# Expat mortgages



## pumpkins (Oct 13, 2009)

Hoping someone has some experience of this.
We are a British couple residing in Dubai but hoping to buy in the Netherlands. How hopeful should we be about getting a mortgage? We've been in Dubai a long time, stable employment and so on. I've had a read of this site on Expatica 
www.expatica.com/nl/housing/Your-guide-to-Dutch-mortgages_101837.html

They say "No restrictions are placed on foreigners buying Dutch property and taking out a mortgage in the Netherlands, even foreigners classed as non-residents."

But then later "There are no formal restrictions for non-Dutch citizens buying Dutch property or applying for a Dutch mortgage. 

Each bank has different requirements but as a rule, if you’re from the EU, they will probably expect you to have a valid passport, have lived in the Netherlands for at least six months, have a citizen service number (BSN) and have permanent employment in the Netherlands."

We have a LO living and working in NL but we've never lived there ourselves.
What are our chances?
Thanks in advance,
Pumpkins


----------



## Bevdeforges (Nov 16, 2007)

Not sure what you mean by an "LO living and working in NL" - but it may depend on the nature of your interest in buying property in the NL. With the current anti-money laundering rules, it can be difficult for "foreigners" to obtain financing just about anywhere unless they can show a long-term interest in the country.

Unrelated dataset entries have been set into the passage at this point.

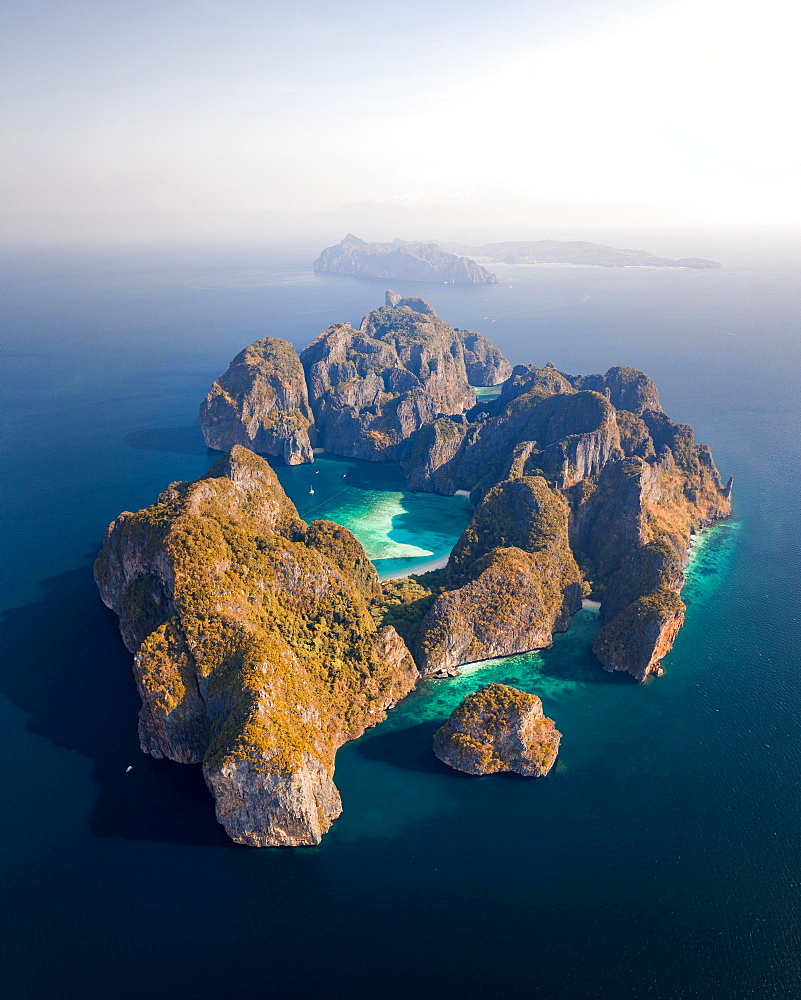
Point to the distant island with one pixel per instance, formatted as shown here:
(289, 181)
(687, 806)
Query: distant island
(400, 261)
(573, 252)
(454, 263)
(262, 643)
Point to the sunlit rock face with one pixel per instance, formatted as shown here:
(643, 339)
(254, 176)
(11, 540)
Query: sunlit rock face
(261, 402)
(400, 261)
(255, 650)
(371, 389)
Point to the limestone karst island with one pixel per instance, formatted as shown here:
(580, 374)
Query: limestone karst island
(262, 643)
(453, 263)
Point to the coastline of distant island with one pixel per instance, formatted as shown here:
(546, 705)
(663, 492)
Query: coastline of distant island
(455, 263)
(263, 642)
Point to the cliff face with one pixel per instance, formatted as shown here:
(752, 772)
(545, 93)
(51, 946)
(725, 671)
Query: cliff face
(400, 261)
(499, 728)
(637, 486)
(372, 388)
(255, 650)
(512, 581)
(358, 393)
(261, 402)
(484, 362)
(575, 252)
(637, 638)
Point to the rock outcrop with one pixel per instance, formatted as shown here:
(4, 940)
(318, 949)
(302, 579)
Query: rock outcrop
(484, 362)
(255, 651)
(261, 402)
(499, 728)
(574, 252)
(400, 261)
(372, 388)
(637, 486)
(512, 581)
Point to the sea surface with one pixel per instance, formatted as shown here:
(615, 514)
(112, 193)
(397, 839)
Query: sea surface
(661, 858)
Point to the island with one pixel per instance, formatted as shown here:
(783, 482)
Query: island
(461, 264)
(400, 261)
(261, 643)
(499, 728)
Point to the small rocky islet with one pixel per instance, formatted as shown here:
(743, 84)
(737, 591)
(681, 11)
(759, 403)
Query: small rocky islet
(261, 643)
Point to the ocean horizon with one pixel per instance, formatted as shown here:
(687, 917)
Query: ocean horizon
(661, 856)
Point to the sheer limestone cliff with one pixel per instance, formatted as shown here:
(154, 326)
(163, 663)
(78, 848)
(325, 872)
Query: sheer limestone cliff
(499, 728)
(400, 261)
(255, 651)
(372, 388)
(636, 485)
(628, 484)
(261, 402)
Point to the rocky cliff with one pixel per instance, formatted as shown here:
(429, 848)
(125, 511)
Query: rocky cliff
(499, 728)
(261, 402)
(255, 651)
(400, 261)
(374, 387)
(629, 486)
(574, 252)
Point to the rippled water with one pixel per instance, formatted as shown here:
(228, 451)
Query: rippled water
(659, 859)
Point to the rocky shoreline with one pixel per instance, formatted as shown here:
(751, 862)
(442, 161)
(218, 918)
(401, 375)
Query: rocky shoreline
(261, 644)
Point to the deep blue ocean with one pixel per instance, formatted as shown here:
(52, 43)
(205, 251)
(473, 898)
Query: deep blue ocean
(662, 856)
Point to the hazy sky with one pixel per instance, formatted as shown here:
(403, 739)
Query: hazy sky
(165, 117)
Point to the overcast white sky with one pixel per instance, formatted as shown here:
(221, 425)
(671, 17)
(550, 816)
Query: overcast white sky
(178, 117)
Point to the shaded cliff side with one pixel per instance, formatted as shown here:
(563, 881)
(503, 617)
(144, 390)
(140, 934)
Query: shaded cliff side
(261, 402)
(374, 387)
(255, 651)
(400, 261)
(512, 580)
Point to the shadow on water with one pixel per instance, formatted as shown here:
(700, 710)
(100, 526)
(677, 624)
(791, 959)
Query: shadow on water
(176, 440)
(65, 665)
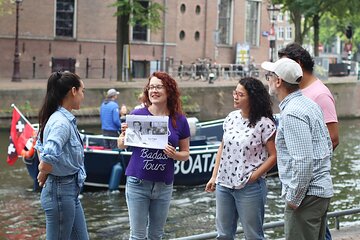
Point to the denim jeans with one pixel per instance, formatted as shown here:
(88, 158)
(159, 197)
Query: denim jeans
(246, 204)
(64, 214)
(148, 204)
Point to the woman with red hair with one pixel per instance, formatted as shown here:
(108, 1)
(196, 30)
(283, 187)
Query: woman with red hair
(150, 173)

If you're moving there to live, they want you to have established legal residence (including a source of income) and if you're buying as an investment, then they either expect you to get your financing from your country of residence or to establish a presence of some sort in the country, like a business or partnership before they'll lend you money.
Cheers,
Bev


----------



## pumpkins (Oct 13, 2009)

Thanks Bev. I think I'm grasping at straws here. We'd like to make NL our home in the future but would like to buy beforehand...prices are going up at a frightening rate.
Pumpkins


----------



## Bevdeforges (Nov 16, 2007)

Yeah, I was thinking that might be what you meant. Unfortunately, something like that is very difficult to arrange these days. It definitely helps to be in a position where you can pay cash for a house and not have to mess with a mortgage!
Cheers,
Bev


----------